Title:GluN2B/N-methyl-D-aspartate Receptor Antagonists: Advances in Design, Synthesis, and Pharmacological Evaluation Studies

VOLUME: 20 ISSUE: 9

Author(s):Vinod Ugale*, Ashish Dhote, Rushikesh Narwade, Saurabh Khadse, P. Narayana Reddy and Atul Shirkhedkar

Affiliation:Department of Pharmaceutical Chemistry, R. C. Patel Institute of Pharmaceutical Education and Research, Shirpur, Dist: Dhule (MS) 425405, Department of Pharmaceutical Chemistry, R. C. Patel Institute of Pharmaceutical Education and Research, Shirpur, Dist: Dhule (MS) 425405, Department of Pharmaceutical Chemistry, R. C. Patel Institute of Pharmaceutical Education and Research, Shirpur, Dist: Dhule (MS) 425405, Department of Pharmaceutical Chemistry, R. C. Patel Institute of Pharmaceutical Education and Research, Shirpur, Dist: Dhule (MS) 425405, Department of Chemistry, Gitam School of Technology, Gitam University, Hyderabad (T.S), Department of Pharmaceutical Chemistry, R. C. Patel Institute of Pharmaceutical Education and Research, Shirpur, Dist: Dhule (MS) 425405

Keywords:GluN2B/NMDAR, design, synthesis, pharmacological studies, antagonists, diseases.

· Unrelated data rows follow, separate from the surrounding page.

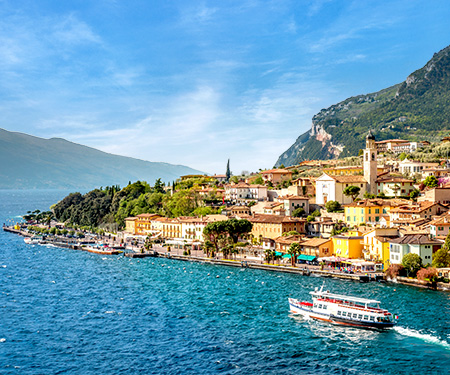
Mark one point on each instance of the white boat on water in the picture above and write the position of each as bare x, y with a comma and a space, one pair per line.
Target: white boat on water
344, 310
33, 240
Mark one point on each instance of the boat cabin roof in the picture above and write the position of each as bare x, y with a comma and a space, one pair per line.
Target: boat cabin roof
326, 294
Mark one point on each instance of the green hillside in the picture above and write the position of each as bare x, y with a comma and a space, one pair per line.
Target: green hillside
417, 109
29, 162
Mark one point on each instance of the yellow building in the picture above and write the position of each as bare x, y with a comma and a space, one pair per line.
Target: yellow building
130, 225
273, 226
168, 228
319, 247
144, 224
348, 170
348, 246
369, 211
376, 245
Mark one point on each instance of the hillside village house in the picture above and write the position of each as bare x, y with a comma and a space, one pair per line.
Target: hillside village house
420, 244
439, 227
243, 191
275, 176
394, 186
331, 188
411, 167
376, 246
319, 247
283, 243
370, 211
291, 203
397, 146
437, 194
411, 211
348, 170
273, 226
130, 225
274, 208
142, 224
322, 227
348, 246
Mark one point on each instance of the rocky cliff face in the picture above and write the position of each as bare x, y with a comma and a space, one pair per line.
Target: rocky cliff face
417, 109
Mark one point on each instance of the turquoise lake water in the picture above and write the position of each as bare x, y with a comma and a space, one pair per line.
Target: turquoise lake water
71, 312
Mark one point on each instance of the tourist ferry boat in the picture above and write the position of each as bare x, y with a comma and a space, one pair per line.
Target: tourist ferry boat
33, 240
344, 310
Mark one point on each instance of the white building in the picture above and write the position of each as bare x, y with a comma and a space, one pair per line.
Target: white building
331, 188
243, 191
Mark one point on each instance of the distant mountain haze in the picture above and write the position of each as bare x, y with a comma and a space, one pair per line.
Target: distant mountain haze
416, 109
29, 162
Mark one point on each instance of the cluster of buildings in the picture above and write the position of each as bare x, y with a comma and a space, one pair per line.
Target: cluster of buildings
367, 234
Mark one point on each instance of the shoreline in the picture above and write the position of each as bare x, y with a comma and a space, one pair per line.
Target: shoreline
305, 270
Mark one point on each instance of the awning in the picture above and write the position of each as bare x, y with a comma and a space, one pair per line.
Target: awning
308, 258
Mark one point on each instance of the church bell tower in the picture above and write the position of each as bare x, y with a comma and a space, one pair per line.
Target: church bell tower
370, 164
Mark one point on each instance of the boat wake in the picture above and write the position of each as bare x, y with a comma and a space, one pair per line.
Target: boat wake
422, 336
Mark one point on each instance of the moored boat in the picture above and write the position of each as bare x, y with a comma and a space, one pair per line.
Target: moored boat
344, 310
33, 240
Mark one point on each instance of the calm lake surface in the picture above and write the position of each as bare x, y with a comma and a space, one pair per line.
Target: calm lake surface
72, 312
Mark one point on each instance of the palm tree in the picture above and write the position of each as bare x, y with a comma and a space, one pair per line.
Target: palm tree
293, 251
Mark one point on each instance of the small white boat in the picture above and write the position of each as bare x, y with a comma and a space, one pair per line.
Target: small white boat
33, 240
344, 310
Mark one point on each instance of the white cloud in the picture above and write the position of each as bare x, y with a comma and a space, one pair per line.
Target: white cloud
70, 30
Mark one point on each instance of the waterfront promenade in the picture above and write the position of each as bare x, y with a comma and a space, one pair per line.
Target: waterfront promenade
235, 260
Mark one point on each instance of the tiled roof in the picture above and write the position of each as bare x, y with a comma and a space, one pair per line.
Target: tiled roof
394, 180
276, 219
315, 242
377, 202
392, 140
292, 197
284, 171
350, 179
415, 239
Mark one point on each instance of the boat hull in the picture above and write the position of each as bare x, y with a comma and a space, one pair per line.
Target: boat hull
305, 309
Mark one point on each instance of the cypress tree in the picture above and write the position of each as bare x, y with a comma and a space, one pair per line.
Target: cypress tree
228, 171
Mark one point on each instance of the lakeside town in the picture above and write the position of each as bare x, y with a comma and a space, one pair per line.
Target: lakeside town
381, 213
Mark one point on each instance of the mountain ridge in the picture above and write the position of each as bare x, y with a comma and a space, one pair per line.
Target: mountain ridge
30, 162
415, 109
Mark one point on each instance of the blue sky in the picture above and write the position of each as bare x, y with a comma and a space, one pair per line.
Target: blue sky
198, 82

Abstract:Selective GluN2B/N-methyl-D-aspartate receptor (NMDAR) antagonists have exposed their clinical effectiveness in a cluster of neurodegenerative diseases, such as epilepsy, Alzheimer’s disease, Parkinson’s disease, pain, and depression. Hence, GluN2B/NMDARs are considered to be a prospective target for the management of neurodegenerative diseases. Here, we have discussed the current results and significance of subunit selective GluN2B/NMDAR antagonists to pave the way for the establishment of new, safe, and economical drug candidates in the near future. By using summarized data of selective GluN2B/NMDAR antagonists, medicinal chemists are certainly a step closer to the goal of improving the therapeutic and side effect profile of selective antagonists. Outlined summary of designing strategies, synthetic schemes, and pharmacological evaluation studies reinvigorate efforts to identify, modify, and synthesize novel GluN2B/NMDAR antagonists for treating neurodegenerative diseases.